Adobe Confirms Ongoing Attacks Against Flash Player

Adobe Systems is warning users about about a Flash zero-day vulnerability that is under attack, the second time in nearly a week.

This time, the bug is in Adobe Flash Player. In a security advisory, the company said the flaw impacts versions 10.1.82.76 and earlier on Windows, Macintosh, Linux, Solaris and Android operating systems.

The same vulnerability also impacts Adobe Reader and Acrobat versions 9.3.4 and earlier on Windows and Macs, though so far they are not known to have come under attack, Adobe said.

Zero-day Attack

“This vulnerability (CVE-2010-2884) could use a crash and potentially allow an attacker to take control of the affected system,” according to Adobe’s Product Security Incident Response Team blog. “There are reports that this vulnerability is being actively exploited in the wild against Flash Player on Windows.”

The good news for Flash Player users is that Adobe plans to fix the issue during the week of 27 September.

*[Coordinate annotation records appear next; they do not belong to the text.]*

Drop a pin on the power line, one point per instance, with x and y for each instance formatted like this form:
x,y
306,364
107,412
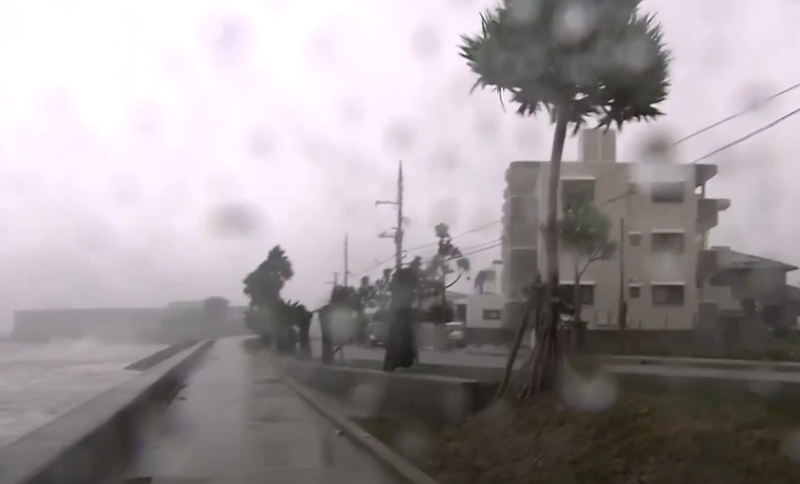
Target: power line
x,y
749,109
474,249
425,246
747,136
470,231
397,233
716,124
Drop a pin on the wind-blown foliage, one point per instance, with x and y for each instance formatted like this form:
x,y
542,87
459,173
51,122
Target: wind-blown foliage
x,y
439,269
585,233
263,286
601,59
268,315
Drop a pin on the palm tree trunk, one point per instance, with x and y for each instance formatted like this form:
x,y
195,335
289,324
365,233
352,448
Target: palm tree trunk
x,y
521,330
545,359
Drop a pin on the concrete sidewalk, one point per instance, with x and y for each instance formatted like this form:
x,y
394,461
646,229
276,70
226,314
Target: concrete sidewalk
x,y
237,423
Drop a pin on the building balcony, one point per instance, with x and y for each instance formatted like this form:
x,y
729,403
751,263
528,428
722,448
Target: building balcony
x,y
521,179
703,173
708,212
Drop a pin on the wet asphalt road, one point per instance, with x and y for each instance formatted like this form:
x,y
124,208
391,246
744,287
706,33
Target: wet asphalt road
x,y
237,423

A fix for the bug on Reader and Acrobat is slated to come the week of 4 October.

Meanwhile, the company announced plans to also patch during the week of 4 October the vulnerability in Reader and Acrobat it warned about 8 September. While users wait for a fix, Adobe and Microsoft announced 10 September that Microsoft’s Enhanced Mitigation Experience Toolkit 2.0 offers some protection against ongoing attacks.

Adobe did not offer any mitigation for the Flash flaw.